Neste momento, a evidência de que as políticas de austeridade seguidas em toda a Zona Euro estão a resultar num segundo pico de recessão que está a afectar todo o espaço europeu que, por exemplo os EUA conseguiram evitar, a par com a constatação de que estas não contribuíram para restabelecer de forma sólida a confiança na Zona Euro, estão a criar algum espaço para uma alteração de políticas ao nível europeu.
Em paralelo, a evidência de que o factor mais importante de retoma da confiança no espaço europeu no último ano foi a inversão de orientação política do BCE, com a entrada de Mario Draghi, que quebrou com a ortodoxia imposta até então à política monetária pela Alemanha.
A alteração de política do BCE mostra que, na UE, aspectos que se consideram impossíveis de mudar podem mudar rapidamente. Não é certo que a esta alteração se sigam outras. Veja-se o atraso do processo da União Bancária.
No entanto, o facto de na EU: se estar a discutir a introdução de estabilizadores automáticos ao nível europeu; se voltar a considerar formas de mutualização das dívidas públicas; haver sinais de que a união bancária pode avançar até ao fim do ano; e de que mesmo os países e líderes europeus mais ortodoxos começam a ter dúvidas sobre os resultados da política generalizada de austeridade a nível europeu, abre perspectivas de que pode haver uma mudança progressiva nas posições e prioridades europeias.

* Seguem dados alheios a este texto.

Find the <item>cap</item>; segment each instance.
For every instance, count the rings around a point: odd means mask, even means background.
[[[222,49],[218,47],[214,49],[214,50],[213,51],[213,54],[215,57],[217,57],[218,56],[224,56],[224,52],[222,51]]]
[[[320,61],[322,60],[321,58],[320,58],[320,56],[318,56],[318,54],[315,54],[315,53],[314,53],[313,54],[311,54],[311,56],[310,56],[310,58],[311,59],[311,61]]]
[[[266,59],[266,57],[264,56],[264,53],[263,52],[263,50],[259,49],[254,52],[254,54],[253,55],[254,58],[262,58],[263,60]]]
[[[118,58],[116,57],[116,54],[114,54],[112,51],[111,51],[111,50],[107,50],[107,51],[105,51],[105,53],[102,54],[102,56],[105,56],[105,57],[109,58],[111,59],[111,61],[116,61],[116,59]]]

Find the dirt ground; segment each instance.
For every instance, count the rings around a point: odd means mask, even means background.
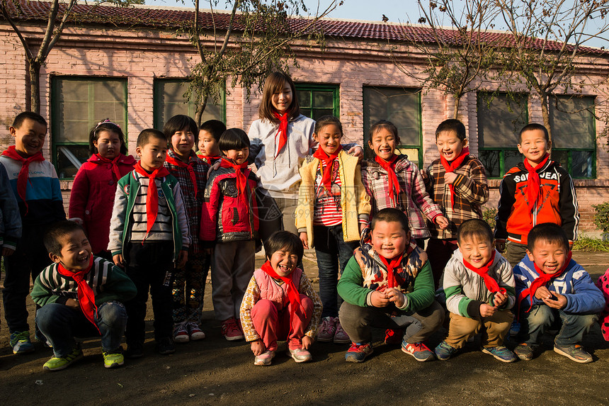
[[[574,258],[595,280],[609,266],[608,254],[578,252]],[[309,254],[304,267],[314,278],[317,267],[310,259]],[[205,339],[176,344],[173,355],[159,355],[154,349],[152,322],[147,323],[144,356],[126,360],[118,369],[105,369],[99,340],[89,340],[83,344],[84,359],[62,371],[45,373],[42,364],[52,356],[51,350],[37,343],[35,352],[13,355],[8,346],[8,330],[3,325],[2,403],[609,404],[609,343],[603,341],[598,326],[584,343],[595,358],[588,364],[576,363],[554,353],[550,336],[544,337],[544,352],[530,362],[503,363],[478,351],[477,344],[469,344],[448,361],[419,363],[399,346],[385,345],[383,332],[377,331],[374,354],[363,363],[345,362],[347,345],[317,343],[311,363],[297,364],[282,351],[272,366],[265,368],[254,366],[248,344],[228,342],[221,337],[220,323],[213,318],[210,292],[207,286],[203,312]],[[28,309],[31,319],[31,301]],[[433,336],[429,346],[437,345],[444,334],[445,330],[440,329]]]

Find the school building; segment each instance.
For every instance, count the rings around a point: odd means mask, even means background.
[[[15,21],[37,49],[49,4],[21,0],[21,7],[18,14],[13,9]],[[71,179],[89,158],[89,131],[98,121],[109,118],[119,123],[130,153],[135,155],[135,140],[142,129],[162,129],[171,115],[194,116],[195,111],[191,103],[183,103],[183,94],[193,64],[190,58],[198,56],[188,38],[176,33],[180,24],[192,21],[193,12],[147,6],[91,7],[76,6],[76,11],[89,12],[89,16],[81,17],[77,25],[68,24],[40,71],[41,113],[49,121],[43,154],[62,179],[66,206]],[[395,47],[393,57],[413,71],[424,67],[423,55],[399,40],[397,26],[332,19],[324,20],[324,52],[304,43],[295,47],[300,66],[291,69],[290,74],[303,113],[313,118],[334,114],[343,123],[346,138],[360,144],[367,142],[366,129],[371,123],[390,120],[399,129],[402,151],[420,167],[426,167],[438,157],[434,132],[451,117],[454,101],[440,91],[421,91],[417,81],[396,67],[389,49]],[[28,108],[29,91],[23,46],[1,16],[0,55],[0,149],[4,150],[13,142],[8,126]],[[597,50],[579,69],[575,81],[593,83],[606,78],[609,52]],[[253,91],[247,100],[244,89],[226,90],[218,103],[208,105],[203,119],[215,118],[229,127],[249,130],[258,118],[260,95]],[[485,98],[497,89],[485,90],[463,97],[458,118],[467,128],[471,152],[486,168],[491,198],[486,207],[494,208],[501,177],[522,159],[516,148],[518,130],[523,123],[543,121],[540,100],[534,94],[523,91],[520,103],[514,103],[500,93],[489,103]],[[584,86],[574,97],[571,91],[565,94],[559,89],[550,103],[552,159],[574,178],[583,231],[596,230],[592,205],[609,199],[605,127],[595,116],[595,108],[606,103],[607,91],[606,85]]]

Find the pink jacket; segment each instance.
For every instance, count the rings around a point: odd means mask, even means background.
[[[132,171],[135,164],[133,157],[121,155],[117,163],[121,176]],[[108,249],[110,219],[118,181],[115,177],[112,165],[94,154],[81,166],[72,185],[69,216],[82,220],[94,254]]]

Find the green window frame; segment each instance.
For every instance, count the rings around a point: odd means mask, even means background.
[[[518,134],[528,123],[528,95],[479,91],[478,157],[488,179],[501,179],[522,162]]]
[[[301,114],[316,121],[323,115],[339,117],[337,85],[296,83],[295,86]]]
[[[400,141],[398,150],[421,168],[423,164],[423,110],[420,89],[364,86],[364,150],[367,159],[375,153],[368,147],[370,126],[388,120],[397,127]]]
[[[118,124],[127,142],[127,96],[125,78],[51,78],[51,153],[60,179],[73,179],[89,158],[89,132],[100,120]]]
[[[162,78],[155,79],[153,90],[153,123],[155,128],[163,129],[165,123],[176,114],[185,114],[195,118],[196,106],[189,100],[186,101],[184,94],[188,89],[190,81],[186,79]],[[201,123],[207,120],[220,120],[226,123],[226,90],[219,91],[217,101],[207,98],[207,104]]]
[[[549,98],[552,159],[573,179],[596,177],[595,97],[553,95]]]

O momento de viragem pode até já ter acontecido, mas pelo menos na Alemanha muito vai estar em suspenso até Setembro. Mesmo que as posições tenham já evoluído, não vão provavelmente ser assumidas antes do fim do Verão. No final do corrente ano, o número de países que defendem a manutenção da actual política de austeridade será muito menor do que era há um ou dois anos.
Não vale a pena ter ilusões. Não é provável que haja uma inflexão radical da política europeia, mas é provável que haja uma moderação da austeridade. Tão pouco podemos contar que rapidamente sejam implementados novos mecanismos de solidariedade entre os países da Zona Euro. No entanto, há oportunidades interessantes que se abrem, a partir da consciência de que a divergência entre estados coloca em risco o próprio projecto europeu.
Portugal deve, na sua política externa, assumir estes temas, colocando urgência em questões como a união bancária, ou a ideia de implementar estabilizadores automáticos ao nível europeu.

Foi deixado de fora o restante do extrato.